Friday 31 January 2014

The Music of Edward Elgar


I first met Elgar's quintet for piano and string quartet during a concert many years ago at Boxgrove Priory in Sussex (flanked by three of my four sisters). For me, it was love at first hearing and I have always found the quintet to be special ever since that evening long ago. The work, written in 1918 after the devastating Great War, positively aches with nostalgia for a vanished age – a vanished age both musically and socially. The recording by the Goldner String Quartet with Piers Lane strikes me as well-nigh ideal, with excellent tempos, good recording quality and an admirable balance with the piano centred within the quartet. Maybe Elgar's finale is not quite up to the standard of the first two movements but, then, finales rarely are.
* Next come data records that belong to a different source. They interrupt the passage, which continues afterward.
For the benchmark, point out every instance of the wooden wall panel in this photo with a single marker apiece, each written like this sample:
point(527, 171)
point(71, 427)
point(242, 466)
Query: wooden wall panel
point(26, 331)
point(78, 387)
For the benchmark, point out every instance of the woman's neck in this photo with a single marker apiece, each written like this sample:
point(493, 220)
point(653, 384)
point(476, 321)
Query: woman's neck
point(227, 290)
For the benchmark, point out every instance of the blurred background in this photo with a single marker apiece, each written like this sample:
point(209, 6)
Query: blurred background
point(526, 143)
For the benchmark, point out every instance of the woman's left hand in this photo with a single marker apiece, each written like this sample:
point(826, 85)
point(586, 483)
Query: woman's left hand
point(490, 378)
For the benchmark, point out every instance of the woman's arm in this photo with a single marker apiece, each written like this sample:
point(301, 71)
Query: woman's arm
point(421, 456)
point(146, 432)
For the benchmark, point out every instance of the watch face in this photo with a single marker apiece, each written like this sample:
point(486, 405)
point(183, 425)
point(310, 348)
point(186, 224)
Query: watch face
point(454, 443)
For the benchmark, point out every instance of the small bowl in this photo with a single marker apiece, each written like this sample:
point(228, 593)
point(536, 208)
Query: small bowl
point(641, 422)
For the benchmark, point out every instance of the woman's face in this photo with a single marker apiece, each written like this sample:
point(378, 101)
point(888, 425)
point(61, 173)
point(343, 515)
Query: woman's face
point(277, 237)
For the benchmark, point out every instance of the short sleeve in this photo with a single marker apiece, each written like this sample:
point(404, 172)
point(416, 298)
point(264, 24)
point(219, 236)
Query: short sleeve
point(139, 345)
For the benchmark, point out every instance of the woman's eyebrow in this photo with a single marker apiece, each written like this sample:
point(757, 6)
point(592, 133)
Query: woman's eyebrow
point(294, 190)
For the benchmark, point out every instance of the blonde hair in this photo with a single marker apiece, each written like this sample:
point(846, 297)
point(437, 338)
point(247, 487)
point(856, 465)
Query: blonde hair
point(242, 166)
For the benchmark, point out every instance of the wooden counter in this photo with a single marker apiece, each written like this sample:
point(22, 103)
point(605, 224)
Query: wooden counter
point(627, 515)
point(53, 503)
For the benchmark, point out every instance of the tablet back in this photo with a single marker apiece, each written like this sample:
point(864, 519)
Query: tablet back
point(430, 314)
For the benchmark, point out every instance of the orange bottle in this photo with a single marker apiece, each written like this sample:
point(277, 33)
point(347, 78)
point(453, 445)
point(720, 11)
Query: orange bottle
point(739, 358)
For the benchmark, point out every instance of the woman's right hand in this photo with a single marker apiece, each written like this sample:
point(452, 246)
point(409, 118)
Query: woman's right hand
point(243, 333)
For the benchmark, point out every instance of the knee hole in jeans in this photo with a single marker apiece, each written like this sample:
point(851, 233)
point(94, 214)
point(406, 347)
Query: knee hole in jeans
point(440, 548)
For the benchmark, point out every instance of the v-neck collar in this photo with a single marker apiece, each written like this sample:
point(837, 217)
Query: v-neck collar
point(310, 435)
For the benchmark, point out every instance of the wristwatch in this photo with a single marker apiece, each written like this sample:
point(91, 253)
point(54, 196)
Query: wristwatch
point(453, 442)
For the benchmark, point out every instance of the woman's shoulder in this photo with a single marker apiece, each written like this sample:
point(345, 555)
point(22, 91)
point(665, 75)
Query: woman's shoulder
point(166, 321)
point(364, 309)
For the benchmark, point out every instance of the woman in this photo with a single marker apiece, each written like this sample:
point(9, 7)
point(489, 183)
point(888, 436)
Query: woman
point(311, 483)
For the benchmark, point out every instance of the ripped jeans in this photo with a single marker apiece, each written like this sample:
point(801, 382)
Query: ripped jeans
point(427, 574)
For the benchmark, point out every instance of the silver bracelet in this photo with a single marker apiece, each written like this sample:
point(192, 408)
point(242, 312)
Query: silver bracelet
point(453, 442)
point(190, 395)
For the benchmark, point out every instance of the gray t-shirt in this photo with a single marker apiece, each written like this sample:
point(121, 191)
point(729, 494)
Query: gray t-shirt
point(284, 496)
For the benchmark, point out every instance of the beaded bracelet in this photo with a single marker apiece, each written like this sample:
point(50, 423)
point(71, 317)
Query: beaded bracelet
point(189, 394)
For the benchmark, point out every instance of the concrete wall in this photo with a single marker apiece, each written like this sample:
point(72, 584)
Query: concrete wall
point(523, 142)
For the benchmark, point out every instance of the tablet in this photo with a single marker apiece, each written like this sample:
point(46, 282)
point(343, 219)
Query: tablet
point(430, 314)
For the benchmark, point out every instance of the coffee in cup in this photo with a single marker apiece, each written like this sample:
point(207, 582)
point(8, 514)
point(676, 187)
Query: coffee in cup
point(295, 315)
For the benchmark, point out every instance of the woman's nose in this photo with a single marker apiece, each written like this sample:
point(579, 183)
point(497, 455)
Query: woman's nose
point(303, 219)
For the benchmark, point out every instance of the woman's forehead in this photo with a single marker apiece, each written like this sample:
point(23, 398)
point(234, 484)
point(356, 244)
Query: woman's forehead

As an Englishman living only an hour or so from Elgar Country in Worcester and Malvern, I always have the impression Elgar's music speaks to me directly, though I am not an uncritical admirer of his output. I love the violin concerto and the cello concerto. In the right mood, I love both the symphonies. The Introduction & Allegro is superb, as are the Enigma Variations and many of the short pieces Elgar wrote, especially those for violin – his instrument – and piano. The music of the Dream of Gerontius is often terrific, but I really cannot stomach the words (poem by Cardinal Newman). All those Holy Marys and Holy Spirits get on my nerves; I'd probably enjoy the work sung in Finnish or Hebrew where the text would pass me by.